刚刚回到学校,分得一间房子,听说是很实用的一居室,最实用之处就是有一间小小的卫生间,不用在水火无情之际爬山涉水的去上臭气熏天秽物遍地的校公厕了。当我走进房间时却不禁想要欢呼,它除了实用之外,竟然有一扇向北的窗户!又大又明亮,一眼望去先是平阔的田地,一条火车轨道像折痕一样的镶嵌在田野上,画了一个优美的弧线后隐没在远处的树林土丘里,再向远处是层层由深变浅变淡的蓝绿色的山峦,映衬着蓝天那么的美,那么的静。
我在窗前置了一张大大的画桌,一把舒适的椅子配上棉哄哄靠垫。桌子铺上墨绿色的桌布,摆上几本要看的书,一盆绿萝,几块石头,上完课坐在这里什么也不干,就盯着窗外看,不同的季节不同的天气,时时呈现在你眼前的都是不一样的景色。有时看的兴起,还画过几张水墨画。每次只要坐在窗前,就仿佛一天来所受的各种辛劳所说的各种废话,皆是为了享受这片刻的愉悦。
画室里也有一扇窗,是开向东边的,每个上班的早晨,我都会在这个窗前写写画画,时而抬头看看窗外的几棵梧桐树。早上的阳光透过树枝洒落进来,随着春天的到来,阳光逐渐变得细碎,夏天则是一点也不见了,窗前一片浓绿。闲暇时常常会心生感激,如果窗外种的是其他的树,夏天就不会这么阴凉,冬天也不会那么暖和了。
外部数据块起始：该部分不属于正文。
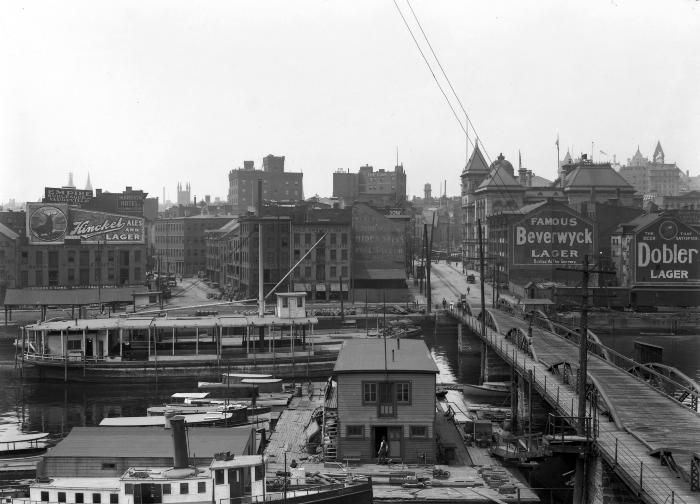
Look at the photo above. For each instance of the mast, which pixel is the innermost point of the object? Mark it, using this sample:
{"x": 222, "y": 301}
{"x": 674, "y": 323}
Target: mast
{"x": 261, "y": 286}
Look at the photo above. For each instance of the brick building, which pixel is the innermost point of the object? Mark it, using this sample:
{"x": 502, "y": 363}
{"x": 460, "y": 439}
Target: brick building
{"x": 278, "y": 185}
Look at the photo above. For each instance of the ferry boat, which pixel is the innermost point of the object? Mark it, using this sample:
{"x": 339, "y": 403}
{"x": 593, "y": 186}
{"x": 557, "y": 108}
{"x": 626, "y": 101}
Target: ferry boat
{"x": 226, "y": 478}
{"x": 157, "y": 347}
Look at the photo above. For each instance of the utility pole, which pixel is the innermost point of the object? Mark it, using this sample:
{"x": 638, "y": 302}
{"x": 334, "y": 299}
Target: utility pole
{"x": 481, "y": 279}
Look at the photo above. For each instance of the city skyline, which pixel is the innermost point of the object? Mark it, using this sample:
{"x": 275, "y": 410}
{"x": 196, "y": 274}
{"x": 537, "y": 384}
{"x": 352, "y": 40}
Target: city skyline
{"x": 149, "y": 95}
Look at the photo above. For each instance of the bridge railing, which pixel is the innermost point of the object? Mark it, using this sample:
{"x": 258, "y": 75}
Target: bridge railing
{"x": 640, "y": 478}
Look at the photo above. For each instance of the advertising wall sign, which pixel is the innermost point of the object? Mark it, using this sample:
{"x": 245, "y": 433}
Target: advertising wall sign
{"x": 47, "y": 223}
{"x": 667, "y": 252}
{"x": 101, "y": 227}
{"x": 66, "y": 195}
{"x": 552, "y": 237}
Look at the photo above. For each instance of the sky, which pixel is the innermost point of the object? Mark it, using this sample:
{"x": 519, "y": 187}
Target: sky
{"x": 146, "y": 94}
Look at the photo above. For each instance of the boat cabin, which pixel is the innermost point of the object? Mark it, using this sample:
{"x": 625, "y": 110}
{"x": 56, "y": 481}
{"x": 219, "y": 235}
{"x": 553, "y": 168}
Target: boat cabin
{"x": 385, "y": 389}
{"x": 291, "y": 305}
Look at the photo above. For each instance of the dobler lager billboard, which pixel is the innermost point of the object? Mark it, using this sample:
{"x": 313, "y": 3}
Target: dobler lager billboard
{"x": 668, "y": 251}
{"x": 552, "y": 236}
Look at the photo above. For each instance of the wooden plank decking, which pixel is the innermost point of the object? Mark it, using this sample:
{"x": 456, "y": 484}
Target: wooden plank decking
{"x": 650, "y": 419}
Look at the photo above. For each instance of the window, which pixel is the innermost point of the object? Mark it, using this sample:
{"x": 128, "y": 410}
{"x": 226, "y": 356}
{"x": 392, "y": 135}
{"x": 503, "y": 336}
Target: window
{"x": 418, "y": 431}
{"x": 403, "y": 393}
{"x": 355, "y": 431}
{"x": 369, "y": 392}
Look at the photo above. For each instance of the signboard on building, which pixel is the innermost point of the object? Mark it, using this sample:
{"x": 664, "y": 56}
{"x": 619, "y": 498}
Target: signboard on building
{"x": 667, "y": 252}
{"x": 46, "y": 223}
{"x": 57, "y": 223}
{"x": 552, "y": 236}
{"x": 66, "y": 195}
{"x": 101, "y": 227}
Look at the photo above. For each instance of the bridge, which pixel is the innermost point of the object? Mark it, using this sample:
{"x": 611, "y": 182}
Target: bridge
{"x": 644, "y": 422}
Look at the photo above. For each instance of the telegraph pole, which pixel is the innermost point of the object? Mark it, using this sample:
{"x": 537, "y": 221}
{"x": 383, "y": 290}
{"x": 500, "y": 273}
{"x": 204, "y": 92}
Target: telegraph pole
{"x": 481, "y": 279}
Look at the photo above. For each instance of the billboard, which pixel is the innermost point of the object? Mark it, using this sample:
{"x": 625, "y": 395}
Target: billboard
{"x": 66, "y": 195}
{"x": 552, "y": 237}
{"x": 667, "y": 252}
{"x": 47, "y": 223}
{"x": 54, "y": 223}
{"x": 100, "y": 227}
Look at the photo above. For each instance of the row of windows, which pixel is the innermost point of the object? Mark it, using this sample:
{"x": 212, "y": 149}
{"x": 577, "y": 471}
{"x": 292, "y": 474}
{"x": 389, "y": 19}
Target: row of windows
{"x": 399, "y": 392}
{"x": 414, "y": 431}
{"x": 79, "y": 497}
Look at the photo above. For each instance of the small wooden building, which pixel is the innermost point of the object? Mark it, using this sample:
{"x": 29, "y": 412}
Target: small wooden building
{"x": 386, "y": 388}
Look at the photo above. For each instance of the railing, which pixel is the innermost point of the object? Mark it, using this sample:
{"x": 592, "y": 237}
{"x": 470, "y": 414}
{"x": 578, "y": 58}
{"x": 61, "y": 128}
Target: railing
{"x": 336, "y": 489}
{"x": 631, "y": 469}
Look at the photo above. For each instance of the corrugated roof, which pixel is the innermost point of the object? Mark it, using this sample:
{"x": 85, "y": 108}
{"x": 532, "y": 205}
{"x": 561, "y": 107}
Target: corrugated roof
{"x": 8, "y": 232}
{"x": 139, "y": 442}
{"x": 357, "y": 356}
{"x": 71, "y": 297}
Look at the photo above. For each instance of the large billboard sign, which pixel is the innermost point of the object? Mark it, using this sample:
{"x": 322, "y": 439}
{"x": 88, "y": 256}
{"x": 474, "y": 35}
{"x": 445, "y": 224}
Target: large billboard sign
{"x": 667, "y": 252}
{"x": 54, "y": 223}
{"x": 101, "y": 227}
{"x": 551, "y": 237}
{"x": 47, "y": 223}
{"x": 66, "y": 195}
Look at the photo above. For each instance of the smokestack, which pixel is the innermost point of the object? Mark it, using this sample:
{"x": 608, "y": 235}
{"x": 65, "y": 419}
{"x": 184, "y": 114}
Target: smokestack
{"x": 180, "y": 459}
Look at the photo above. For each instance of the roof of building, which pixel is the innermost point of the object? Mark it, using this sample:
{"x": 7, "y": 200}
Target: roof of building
{"x": 586, "y": 175}
{"x": 359, "y": 356}
{"x": 145, "y": 442}
{"x": 8, "y": 232}
{"x": 476, "y": 163}
{"x": 72, "y": 297}
{"x": 500, "y": 177}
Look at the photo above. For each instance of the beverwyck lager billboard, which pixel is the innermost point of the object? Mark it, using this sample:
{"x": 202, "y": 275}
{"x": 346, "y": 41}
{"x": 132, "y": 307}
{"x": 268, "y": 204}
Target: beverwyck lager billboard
{"x": 667, "y": 252}
{"x": 54, "y": 223}
{"x": 552, "y": 236}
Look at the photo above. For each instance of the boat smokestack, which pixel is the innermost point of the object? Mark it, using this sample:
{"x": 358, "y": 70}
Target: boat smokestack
{"x": 180, "y": 459}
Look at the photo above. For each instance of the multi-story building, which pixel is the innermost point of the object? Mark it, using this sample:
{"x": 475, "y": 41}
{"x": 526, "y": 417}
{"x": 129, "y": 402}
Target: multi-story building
{"x": 385, "y": 390}
{"x": 379, "y": 188}
{"x": 9, "y": 241}
{"x": 180, "y": 247}
{"x": 654, "y": 177}
{"x": 657, "y": 257}
{"x": 278, "y": 185}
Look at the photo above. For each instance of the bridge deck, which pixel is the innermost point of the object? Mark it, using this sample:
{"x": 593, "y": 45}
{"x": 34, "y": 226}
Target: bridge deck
{"x": 649, "y": 419}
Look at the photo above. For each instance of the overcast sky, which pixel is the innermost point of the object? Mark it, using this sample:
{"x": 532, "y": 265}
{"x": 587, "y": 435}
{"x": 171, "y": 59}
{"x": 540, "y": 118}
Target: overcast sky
{"x": 151, "y": 93}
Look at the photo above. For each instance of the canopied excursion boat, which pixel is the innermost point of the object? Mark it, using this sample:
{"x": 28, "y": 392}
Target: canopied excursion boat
{"x": 176, "y": 347}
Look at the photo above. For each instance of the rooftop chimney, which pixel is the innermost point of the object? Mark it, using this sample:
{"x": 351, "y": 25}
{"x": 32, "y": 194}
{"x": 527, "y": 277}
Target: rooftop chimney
{"x": 180, "y": 459}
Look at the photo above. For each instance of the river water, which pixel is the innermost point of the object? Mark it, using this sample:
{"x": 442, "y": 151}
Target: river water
{"x": 55, "y": 407}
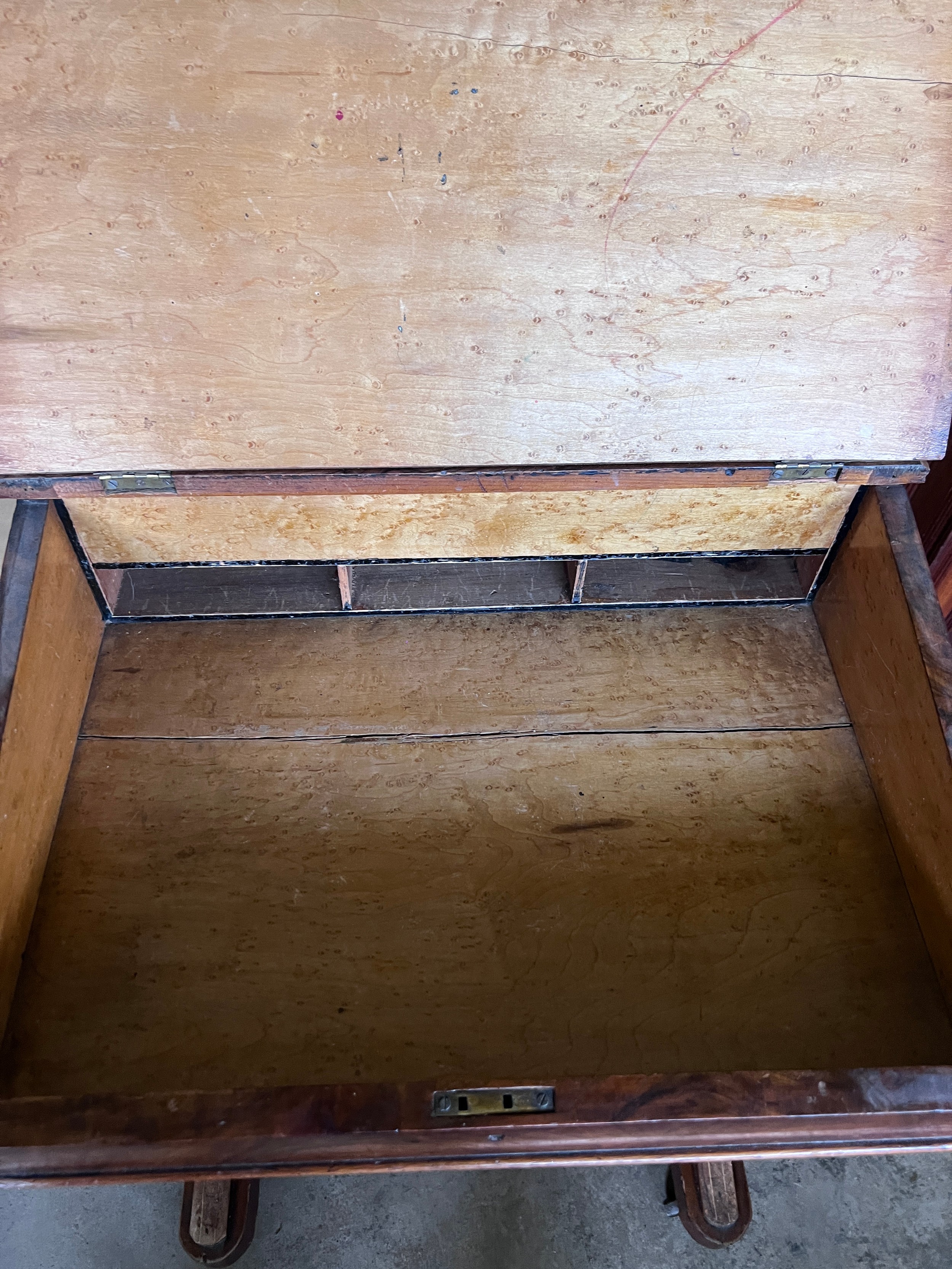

梧桐树是我最喜欢的树,高大温柔,一到暮春它顶一头紫纱,像一片祥云似得站在在阳光下,细雨中,月夜里,祥和宁静。小时候生活的院子里有一颗巨大的梧桐树,树冠遮盖着整个院落,到了开花的季节,香中带甜的味道会让人产生一种微醺般的倦怠,懒洋洋地感觉。这是一年中最好的时间,不冷不热,这样的月夜我一个人静静地坐在树下的石头上,等着有风吹过。万籁中听到那极细微极轻柔的“啪塔”“啪塔”声,像是有只犹豫不决的小兽,举起小小的脚又轻轻地放下,又举起,最后还是来了。那是落花的声音。
画室窗外的这几棵梧桐尚小,生存环境也不好,长在几栋楼房的狭长的夹缝里,只能借势向房子相对低矮的一边长,并不枝繁叶茂,开花也不那么爽气,涩涩的这里一簇那里一簇的开在枝头,倒时常会引来喜鹊和一些不知名的鸟来。它们站在枝头,东看看西望望,有时歪着脑袋向窗内盯着我瞧,这时恰逢我也一抬头,看见了它,它先是一惊再歪着脑袋仔细瞧,紧接着猛地一缩身忽的展翅飞走了。我一个人偷偷的乐一阵,这个胆小鬼!
人因着各种事宜被喜欢的、不喜欢的人或事困在一处,只要有一扇窗,得闲,向着风来的方向,鸟去的方向,目光所及的地方,望一望,心里就会生出许多清新与欢快来,每一扇窗于我都是极大的欢喜。